Summary
Clearly, the most important priorities for medical research are development of more effective health delivery strategies for developing countries and control of the common and intractable communicable diseases. In this context, the argument has been that much of the medical research that has been carried out in industrial countries, with its focus on noncommunicable disease and its outcomes in high-technology practice, is completely irrelevant to the needs of developing countries. This view of the medical scene, however, is short term. Although some redistribution of effort is required, every country that passes through the epidemiological transition is now encountering the major killers of industrial countries. Learning more about those killers' basic causes, prevention, and management is crucial. Although the initial costs of providing the benefits of this research are often extremely high, they tend to fall as particular forms of treatment become more widely applied. Hence, because we cannot completely rely on our current preventive measures to control these diseases, medical research must continue.
Research in basic human biology and the biomedical sciences is entering the most exciting phase of its development. However, it is difficult to anticipate when the gains of this explosion in scientific knowledge will become available for the prevention and treatment of the major killers of mankind. Thus, medical research must strike a balance between the well-tried approaches of epidemiology, public health, and clinical investigation at the bedside with the application of discoveries in the completely new fields of science that have arisen from the genome revolution.

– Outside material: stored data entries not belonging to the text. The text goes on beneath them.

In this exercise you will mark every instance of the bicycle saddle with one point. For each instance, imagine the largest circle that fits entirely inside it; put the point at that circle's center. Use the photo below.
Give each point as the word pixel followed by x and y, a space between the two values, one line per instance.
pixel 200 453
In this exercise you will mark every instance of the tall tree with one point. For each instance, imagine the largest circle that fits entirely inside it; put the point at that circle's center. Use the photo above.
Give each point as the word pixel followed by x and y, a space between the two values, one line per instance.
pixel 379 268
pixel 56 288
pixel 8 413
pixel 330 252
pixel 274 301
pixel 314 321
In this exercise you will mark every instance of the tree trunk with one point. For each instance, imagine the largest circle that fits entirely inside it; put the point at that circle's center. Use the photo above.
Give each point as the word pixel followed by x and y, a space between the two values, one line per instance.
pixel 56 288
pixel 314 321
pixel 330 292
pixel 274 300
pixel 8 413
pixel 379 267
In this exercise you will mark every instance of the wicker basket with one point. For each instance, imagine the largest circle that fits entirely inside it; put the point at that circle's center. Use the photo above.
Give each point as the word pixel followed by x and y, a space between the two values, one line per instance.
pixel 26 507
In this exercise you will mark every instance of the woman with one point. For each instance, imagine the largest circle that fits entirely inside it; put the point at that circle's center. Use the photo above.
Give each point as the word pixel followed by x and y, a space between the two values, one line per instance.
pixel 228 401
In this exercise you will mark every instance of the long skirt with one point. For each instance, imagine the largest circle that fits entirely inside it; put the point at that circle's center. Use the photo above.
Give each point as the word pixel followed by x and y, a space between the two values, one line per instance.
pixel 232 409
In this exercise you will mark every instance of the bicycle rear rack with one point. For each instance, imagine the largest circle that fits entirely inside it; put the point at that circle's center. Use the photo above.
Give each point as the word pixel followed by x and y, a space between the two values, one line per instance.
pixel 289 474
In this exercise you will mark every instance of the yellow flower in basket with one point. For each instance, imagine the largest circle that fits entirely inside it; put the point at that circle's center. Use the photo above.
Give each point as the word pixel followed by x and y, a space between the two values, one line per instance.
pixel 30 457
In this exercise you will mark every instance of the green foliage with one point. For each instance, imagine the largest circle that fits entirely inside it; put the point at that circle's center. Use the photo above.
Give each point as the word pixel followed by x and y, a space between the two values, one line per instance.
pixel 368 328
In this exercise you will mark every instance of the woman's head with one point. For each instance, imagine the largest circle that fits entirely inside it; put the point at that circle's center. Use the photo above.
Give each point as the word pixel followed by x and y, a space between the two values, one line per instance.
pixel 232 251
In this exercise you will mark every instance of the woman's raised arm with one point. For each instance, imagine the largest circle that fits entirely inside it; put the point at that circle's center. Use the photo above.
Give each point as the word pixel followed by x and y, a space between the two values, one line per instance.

If this balanced approach toward the future provision of health care is not to continue to worsen the gap between North and South, however, a complete change of attitude is necessary toward health care research and practice on the part of the industrial countries. A major effort will be required to educate all parties—international nongovernmental organizations, governments, universities, and the private sector—in global health problems (Weatherall 2003). Equally important will be a major change of emphasis in the universities of industrial countries toward education programs in science and medicine to provide medical scientists of the future with a more global perspective of health and disease. If this transformation can be achieved—if it can form the basis for the establishment of networks for sustainable research programs between universities and related bodies in the North and South—much progress will be made toward distributing the benefits of biomedical research and good practice among the populations of the world. However, the great potential of advances in the biomedical sciences for global health will not come to full fruition without much closer interaction between the fields of basic and clinical research and the fields of public health, health economics, and the social sciences.